O desvio de poder teve início histórico em França através da jurisprudência que se desenvolveu na época de 1840/1860, sendo que umas das dificuldades apontadas inicialmente foi a necessidade de um fundamento, ou seja, uma prova para que se reconhecesse que teria existido, de facto, um desvio de poder. Na época entendia-se que só seriam anuláveis os atos onde houvesse uma expressão real a confessar o vício. Dada a evolução do Direito, no início do século XX passa a ser necessária a fundamentação dos atos administrativos.

Em Portugal, o desvio de poder passou a ser reconhecido pela lei LOSTA, no seu artigo 15º/1, atualmente revogada pela entrada em vigor do Código de Procedimento do Tribunal Administrativo.

Esta figura resulta da discrepância da utilização de um poder discricionário por uma razão diversa daquela que a lei lhe pretendeu atribuir. Nestes termos, há desvio de poder sempre que a Administração Pública prossiga um fim diferente do legal.
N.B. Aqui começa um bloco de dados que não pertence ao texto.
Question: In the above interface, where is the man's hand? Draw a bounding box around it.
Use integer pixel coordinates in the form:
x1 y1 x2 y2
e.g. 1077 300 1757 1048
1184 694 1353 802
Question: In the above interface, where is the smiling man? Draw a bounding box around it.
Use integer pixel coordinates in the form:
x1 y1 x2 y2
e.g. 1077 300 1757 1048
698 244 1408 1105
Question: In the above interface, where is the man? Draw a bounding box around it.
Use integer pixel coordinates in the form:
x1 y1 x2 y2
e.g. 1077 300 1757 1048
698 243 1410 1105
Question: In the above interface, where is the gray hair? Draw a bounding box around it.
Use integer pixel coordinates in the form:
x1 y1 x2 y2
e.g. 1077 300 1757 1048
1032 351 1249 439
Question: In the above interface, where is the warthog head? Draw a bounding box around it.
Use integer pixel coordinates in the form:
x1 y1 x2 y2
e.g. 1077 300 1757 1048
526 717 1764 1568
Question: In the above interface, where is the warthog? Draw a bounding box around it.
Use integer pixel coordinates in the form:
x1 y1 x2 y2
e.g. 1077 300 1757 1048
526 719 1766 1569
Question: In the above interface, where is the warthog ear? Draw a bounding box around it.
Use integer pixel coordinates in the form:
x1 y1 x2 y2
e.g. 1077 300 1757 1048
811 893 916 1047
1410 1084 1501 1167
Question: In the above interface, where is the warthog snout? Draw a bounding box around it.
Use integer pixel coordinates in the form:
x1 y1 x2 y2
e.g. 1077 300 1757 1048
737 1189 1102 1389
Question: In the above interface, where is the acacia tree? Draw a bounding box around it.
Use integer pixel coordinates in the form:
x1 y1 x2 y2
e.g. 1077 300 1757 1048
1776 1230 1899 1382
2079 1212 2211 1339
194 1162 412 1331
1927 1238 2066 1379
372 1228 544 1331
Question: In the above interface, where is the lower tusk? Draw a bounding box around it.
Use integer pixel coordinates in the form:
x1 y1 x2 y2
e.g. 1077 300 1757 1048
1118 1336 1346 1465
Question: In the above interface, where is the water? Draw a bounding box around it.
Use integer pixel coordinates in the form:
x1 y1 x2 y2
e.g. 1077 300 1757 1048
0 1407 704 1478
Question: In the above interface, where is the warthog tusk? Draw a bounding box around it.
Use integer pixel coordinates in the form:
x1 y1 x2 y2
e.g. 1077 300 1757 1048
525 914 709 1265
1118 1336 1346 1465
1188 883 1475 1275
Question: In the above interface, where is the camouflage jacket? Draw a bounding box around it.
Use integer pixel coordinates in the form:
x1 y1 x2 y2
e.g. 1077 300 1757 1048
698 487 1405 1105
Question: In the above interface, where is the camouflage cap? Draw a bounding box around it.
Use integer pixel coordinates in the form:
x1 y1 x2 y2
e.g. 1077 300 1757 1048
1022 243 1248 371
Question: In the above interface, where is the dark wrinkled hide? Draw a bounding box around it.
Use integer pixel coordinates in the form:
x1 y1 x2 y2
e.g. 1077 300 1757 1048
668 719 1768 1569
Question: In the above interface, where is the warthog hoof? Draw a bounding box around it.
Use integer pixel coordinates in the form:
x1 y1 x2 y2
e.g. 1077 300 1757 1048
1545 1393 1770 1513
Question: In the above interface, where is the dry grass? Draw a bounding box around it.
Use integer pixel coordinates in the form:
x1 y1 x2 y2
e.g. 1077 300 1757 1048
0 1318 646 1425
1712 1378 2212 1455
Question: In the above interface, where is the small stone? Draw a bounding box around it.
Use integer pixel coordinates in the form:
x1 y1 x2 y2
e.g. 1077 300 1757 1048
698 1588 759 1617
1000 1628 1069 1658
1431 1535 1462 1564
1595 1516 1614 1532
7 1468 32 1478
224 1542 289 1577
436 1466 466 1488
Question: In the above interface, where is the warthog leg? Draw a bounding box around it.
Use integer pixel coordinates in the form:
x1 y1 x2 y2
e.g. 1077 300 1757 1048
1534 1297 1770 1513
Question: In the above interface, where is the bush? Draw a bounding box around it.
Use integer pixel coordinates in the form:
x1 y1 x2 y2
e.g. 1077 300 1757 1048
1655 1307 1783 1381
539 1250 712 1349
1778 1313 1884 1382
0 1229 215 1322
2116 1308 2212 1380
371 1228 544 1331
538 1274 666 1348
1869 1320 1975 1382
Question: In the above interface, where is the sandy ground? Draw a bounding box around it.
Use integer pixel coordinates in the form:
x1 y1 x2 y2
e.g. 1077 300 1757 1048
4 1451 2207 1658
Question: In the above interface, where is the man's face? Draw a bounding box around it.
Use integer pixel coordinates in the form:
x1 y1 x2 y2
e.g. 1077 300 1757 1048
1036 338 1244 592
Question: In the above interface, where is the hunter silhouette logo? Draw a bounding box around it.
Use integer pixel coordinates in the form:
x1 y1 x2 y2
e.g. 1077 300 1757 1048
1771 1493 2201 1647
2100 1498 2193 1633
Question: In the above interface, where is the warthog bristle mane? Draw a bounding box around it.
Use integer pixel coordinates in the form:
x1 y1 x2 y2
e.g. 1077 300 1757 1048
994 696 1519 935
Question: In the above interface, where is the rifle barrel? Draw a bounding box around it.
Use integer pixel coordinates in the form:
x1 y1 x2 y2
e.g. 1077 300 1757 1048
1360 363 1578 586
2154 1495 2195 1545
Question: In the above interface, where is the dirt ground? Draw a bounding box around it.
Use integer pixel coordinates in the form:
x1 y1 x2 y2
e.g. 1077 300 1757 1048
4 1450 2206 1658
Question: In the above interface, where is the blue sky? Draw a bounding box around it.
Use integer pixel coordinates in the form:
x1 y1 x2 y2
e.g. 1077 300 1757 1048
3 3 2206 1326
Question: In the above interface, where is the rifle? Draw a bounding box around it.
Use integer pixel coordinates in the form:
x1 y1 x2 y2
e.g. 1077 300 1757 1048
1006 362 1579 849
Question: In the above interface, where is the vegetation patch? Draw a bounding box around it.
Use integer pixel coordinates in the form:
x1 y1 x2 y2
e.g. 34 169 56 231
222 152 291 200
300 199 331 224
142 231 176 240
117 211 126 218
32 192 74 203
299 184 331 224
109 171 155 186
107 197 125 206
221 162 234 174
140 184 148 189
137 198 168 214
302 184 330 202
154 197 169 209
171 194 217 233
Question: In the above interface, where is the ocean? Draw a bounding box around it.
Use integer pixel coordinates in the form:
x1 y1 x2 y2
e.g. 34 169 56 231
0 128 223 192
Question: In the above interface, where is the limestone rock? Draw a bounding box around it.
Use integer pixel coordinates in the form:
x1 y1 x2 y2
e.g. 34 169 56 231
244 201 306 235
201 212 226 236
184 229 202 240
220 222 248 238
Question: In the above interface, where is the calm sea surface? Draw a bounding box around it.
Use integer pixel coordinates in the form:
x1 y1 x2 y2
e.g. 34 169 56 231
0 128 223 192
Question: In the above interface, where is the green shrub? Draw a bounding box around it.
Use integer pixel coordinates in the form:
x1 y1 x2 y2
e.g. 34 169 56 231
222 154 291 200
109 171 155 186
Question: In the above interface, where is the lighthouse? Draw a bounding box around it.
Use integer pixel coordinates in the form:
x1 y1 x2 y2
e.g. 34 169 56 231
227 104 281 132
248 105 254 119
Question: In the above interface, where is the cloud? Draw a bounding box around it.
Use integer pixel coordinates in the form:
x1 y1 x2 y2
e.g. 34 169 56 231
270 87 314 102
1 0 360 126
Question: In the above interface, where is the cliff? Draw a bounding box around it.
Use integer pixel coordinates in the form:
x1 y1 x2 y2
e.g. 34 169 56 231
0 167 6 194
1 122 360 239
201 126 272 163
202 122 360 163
Para se conseguir determinar se existiu desvio de poder, é necessário chegar à diferença entre o fim legal (o fim atribuído pela lei ao poder em causa) e o fim real (o fim inerente ao exercício desse mesmo poder discricionário). Este desvio pode ser resultado de uma interpretação errada, ou de má fé. Contudo, não se distingue uma situação da outra uma vez que ambas pressupõem desvio de poder.

O desvio de poder pode ser de interesse privado ou de interesse público:

- O desvio pelo interesse privado verifica-se sempre que se prossegue um fim privado ao invés de um fim público. A corrupção é um exemplo de desvio de poder de interesse privado. Por exemplo, quando se faça um concurso público para atribuição de subsídios a empresas, e se favoreça um particular por este ser parente. Nesta situação, o CPA prevê, no artigo 161º/2/e), a nulidade do ato.

- O desvio por interesse público identifica-se quando não se prossegue o fim legal, mas o fim prosseguido não deixa de ser um interesse público. Os atos que padecem do vício do desvio de poder por interesse público são anuláveis, segundo o artigo 163º/1 do CPA, uma vez que não é para aquele fim que se determina a competência.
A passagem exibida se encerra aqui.